Wissenschaftsfeindlicher Geschwätzigkeitsbetrieb Bundesliga

Oliver Fritsch | Mittwoch, 25. März 2009 17 Kommentare

Mit seinen Fitness-Tests stößt Joachim Löw immer auf Widerstand der Bundesliga, die Presse nimmt ihn in Schutz

Ein altes leidiges Thema ist wieder aufgetaucht: die Fitnesstests der Nationalmannschaft. Jürgen Klinsmann hat sie gegen großen Widerstand von Udo Lattek und seiner Bande eingeführt. Joachim Löw hat sie übernommen, im EM-Jahr aber vernachlässigt. Nun scheint er sie wieder zu forcieren, und tatsächlich – Thomas Schaaf, Rudi Völler, Uli Hoeneß motzen. Claudio Catuogno (SZ) stöhnt mit dem Bundestrainer: „Wenn Löw einen Fitnesstest anberaumt, wird das im Geschwätzigkeitsbetrieb Bundesliga stets als Politikum verstanden und wenn nicht als Ausdruck des Misstrauens gegenüber den Klubs, dann mindestens als fragwürdiger Kontrollfetischismus interpretiert.“ Und ruft 2008 in Erinnerung: „Bis heute hat die sportliche Leitung keine abschließende Erklärung für die schwankenden Leistungen bei der EM gefunden.“ Was so viel heißt wie: mangelnde, weil ungeprüfte Fitness dürfte eine große Rolle gespielt haben.

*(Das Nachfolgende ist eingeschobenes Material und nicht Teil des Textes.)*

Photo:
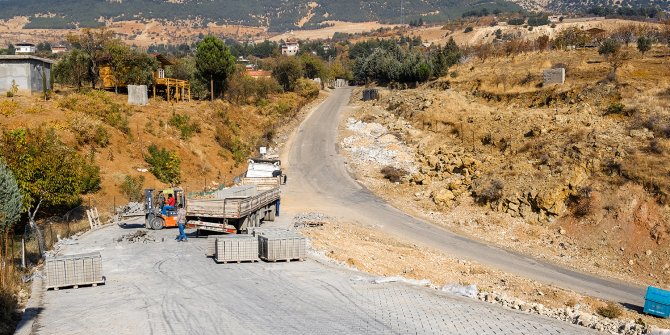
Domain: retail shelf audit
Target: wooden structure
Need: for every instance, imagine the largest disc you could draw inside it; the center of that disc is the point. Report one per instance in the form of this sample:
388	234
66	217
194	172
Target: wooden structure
175	89
172	89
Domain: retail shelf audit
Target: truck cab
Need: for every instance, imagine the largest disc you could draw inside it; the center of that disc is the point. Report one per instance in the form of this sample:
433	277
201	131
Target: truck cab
264	167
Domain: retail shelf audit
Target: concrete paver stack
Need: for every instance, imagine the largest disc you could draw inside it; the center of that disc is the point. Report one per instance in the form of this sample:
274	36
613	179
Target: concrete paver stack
74	270
280	245
236	248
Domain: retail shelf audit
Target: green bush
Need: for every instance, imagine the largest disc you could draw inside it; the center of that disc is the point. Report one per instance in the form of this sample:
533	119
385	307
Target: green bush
88	131
231	142
164	164
615	108
611	311
186	127
306	88
131	187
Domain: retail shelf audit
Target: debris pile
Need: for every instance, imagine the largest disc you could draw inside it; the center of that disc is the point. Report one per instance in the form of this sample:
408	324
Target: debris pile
310	219
138	236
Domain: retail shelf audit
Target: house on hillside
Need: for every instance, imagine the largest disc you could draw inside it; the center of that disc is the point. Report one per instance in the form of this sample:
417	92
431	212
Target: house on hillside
171	89
58	49
258	73
25	48
28	73
290	48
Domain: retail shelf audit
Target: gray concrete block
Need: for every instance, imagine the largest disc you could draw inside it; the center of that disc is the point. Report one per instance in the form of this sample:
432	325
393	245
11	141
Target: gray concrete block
74	270
236	248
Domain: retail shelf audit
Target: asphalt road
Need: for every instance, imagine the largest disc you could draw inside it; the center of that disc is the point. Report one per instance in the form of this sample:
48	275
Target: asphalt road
318	178
166	287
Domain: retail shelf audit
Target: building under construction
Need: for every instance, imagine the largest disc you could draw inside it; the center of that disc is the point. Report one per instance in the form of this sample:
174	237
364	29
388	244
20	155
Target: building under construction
171	89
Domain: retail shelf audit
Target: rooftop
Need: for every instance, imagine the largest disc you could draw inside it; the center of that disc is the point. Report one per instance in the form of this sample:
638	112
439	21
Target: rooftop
26	57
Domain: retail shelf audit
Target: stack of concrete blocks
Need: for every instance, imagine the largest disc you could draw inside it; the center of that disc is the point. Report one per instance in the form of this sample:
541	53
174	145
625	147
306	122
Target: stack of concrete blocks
74	270
210	251
281	245
554	76
138	95
236	248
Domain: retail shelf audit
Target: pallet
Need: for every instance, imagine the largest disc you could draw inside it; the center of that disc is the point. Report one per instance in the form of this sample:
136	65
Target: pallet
286	260
236	262
93	284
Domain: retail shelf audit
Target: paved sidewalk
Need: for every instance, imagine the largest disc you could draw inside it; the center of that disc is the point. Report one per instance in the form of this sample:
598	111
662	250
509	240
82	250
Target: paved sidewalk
172	288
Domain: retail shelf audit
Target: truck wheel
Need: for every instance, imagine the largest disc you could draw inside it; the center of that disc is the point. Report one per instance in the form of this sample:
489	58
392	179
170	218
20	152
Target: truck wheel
147	221
157	223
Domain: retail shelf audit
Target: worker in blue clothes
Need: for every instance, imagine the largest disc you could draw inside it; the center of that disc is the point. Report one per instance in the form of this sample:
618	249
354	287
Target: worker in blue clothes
181	223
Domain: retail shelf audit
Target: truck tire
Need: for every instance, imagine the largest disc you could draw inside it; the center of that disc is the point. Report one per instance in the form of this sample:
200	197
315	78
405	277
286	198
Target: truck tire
158	223
147	221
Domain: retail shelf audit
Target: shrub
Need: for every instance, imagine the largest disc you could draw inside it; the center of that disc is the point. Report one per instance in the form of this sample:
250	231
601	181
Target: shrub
615	108
164	164
9	316
516	21
231	142
131	187
393	174
306	88
611	311
186	127
8	107
492	193
656	147
89	131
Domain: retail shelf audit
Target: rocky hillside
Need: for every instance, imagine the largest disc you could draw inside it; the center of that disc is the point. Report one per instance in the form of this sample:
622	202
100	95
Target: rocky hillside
277	15
576	173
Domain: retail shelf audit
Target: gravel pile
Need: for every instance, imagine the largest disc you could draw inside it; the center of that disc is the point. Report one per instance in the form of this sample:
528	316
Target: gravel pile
131	208
310	219
372	143
139	236
568	314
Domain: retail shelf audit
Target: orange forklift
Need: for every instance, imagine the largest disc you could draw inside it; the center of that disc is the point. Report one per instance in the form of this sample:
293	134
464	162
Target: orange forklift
158	214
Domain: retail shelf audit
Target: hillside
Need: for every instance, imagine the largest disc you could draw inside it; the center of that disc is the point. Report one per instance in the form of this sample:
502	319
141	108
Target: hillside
574	173
211	139
276	15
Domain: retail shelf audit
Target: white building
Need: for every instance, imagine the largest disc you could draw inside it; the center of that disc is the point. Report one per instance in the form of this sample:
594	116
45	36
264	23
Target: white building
57	49
290	48
25	48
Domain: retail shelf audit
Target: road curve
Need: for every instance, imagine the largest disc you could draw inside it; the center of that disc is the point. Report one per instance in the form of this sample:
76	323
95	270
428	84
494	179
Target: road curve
318	179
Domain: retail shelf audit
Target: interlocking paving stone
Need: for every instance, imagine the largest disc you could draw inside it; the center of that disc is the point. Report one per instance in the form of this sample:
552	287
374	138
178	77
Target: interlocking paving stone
172	288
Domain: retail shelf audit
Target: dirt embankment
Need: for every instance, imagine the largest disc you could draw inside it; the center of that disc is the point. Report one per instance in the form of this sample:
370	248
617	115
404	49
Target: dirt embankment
212	139
573	173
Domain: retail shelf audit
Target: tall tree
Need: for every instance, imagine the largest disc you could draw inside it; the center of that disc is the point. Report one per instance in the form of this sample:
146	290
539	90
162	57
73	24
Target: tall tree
48	172
644	44
73	68
287	71
214	61
611	50
10	212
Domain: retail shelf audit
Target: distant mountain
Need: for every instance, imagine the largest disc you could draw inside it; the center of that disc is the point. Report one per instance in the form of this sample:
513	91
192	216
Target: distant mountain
625	7
278	15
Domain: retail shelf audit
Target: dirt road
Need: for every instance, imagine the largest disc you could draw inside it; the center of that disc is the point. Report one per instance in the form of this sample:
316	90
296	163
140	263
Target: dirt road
319	179
166	287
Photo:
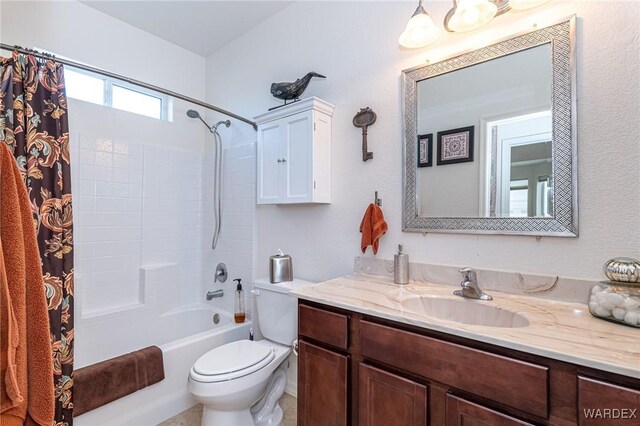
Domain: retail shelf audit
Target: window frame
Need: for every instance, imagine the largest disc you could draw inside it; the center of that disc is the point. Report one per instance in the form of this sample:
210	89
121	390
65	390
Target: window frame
109	82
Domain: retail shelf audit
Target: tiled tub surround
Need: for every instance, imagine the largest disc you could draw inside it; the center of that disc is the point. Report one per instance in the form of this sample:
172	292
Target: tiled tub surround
558	329
142	232
136	205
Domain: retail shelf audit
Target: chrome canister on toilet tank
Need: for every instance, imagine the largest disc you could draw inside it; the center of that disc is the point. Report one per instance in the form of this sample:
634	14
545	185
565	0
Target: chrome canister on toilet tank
280	268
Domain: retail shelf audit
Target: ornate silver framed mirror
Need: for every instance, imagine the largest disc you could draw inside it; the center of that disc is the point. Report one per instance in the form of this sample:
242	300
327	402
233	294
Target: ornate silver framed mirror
499	124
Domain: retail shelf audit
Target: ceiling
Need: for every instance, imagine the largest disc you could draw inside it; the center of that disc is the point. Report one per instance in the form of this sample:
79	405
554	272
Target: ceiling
199	26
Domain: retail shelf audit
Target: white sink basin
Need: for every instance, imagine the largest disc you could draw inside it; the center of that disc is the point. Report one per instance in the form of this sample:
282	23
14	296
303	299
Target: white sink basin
464	311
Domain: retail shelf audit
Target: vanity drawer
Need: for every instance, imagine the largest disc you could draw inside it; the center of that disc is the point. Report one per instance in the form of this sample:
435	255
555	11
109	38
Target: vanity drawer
515	383
323	326
601	403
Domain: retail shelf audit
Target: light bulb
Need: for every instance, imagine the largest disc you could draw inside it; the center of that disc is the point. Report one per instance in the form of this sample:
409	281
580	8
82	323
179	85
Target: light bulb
526	4
470	14
420	31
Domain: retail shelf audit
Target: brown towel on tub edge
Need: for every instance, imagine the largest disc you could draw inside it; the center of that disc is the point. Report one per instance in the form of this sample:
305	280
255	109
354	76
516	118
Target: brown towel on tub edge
26	364
99	384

Die Welt stellt sich auf Löws Seite und schreibt der Bundesliga ins Hausaufgabenheft: „Dennoch müssen der Bundestrainer und sein Stab immer noch Lobbyarbeit für solche Tests leisten. In den führenden Nationen, in England, Spanien oder Italien, sind solche Prüfungen Normalität. Löws Mahnungen fußen auf Zahlen, die die Defizite des deutschen Fußballs offen legen. In der englischen Liga beispielsweise laufen die Stürmer 700 bis 800 Meter mehr pro Spiel, Flügelspieler im Mittelfeld 400 bis 500 Meter. Und Angreifer absolvieren bis zu 15 Spurts mehr.“

Michael Horeni (FAZ) ergänzt: „Die latente Wissenschaftsfeindlichkeit im deutschen Fußball ist ein Gegner, der nicht zu unterschätzen ist.“ Im Hockey, wo (nach allem, was man hört) ein paar Euro weniger im Spiel sind, teste das Nationalteam viel häufiger. Und DFB-Mannschaftsarzt Tim Meyer wundere sich über die Aufregung, da der Test nicht mal die Belastungsreize einer normalen Trainingseinheit setze. Horenis Schluss schützt Löw: „Von unzumutbaren Härten kurz vor dem Saisonfinale lässt sich selbst beim besten Willen zur Skandalisierung nicht reden.“

Ein FR-Bericht (mit einem lustigen Foto) über das Verhältnis der beiden wichtigsten CDU-Mitglieder beim DFB – oder die Frage, warum Jürgen Klinsmann nicht gut auf Theo Zwanziger zu sprechen ist.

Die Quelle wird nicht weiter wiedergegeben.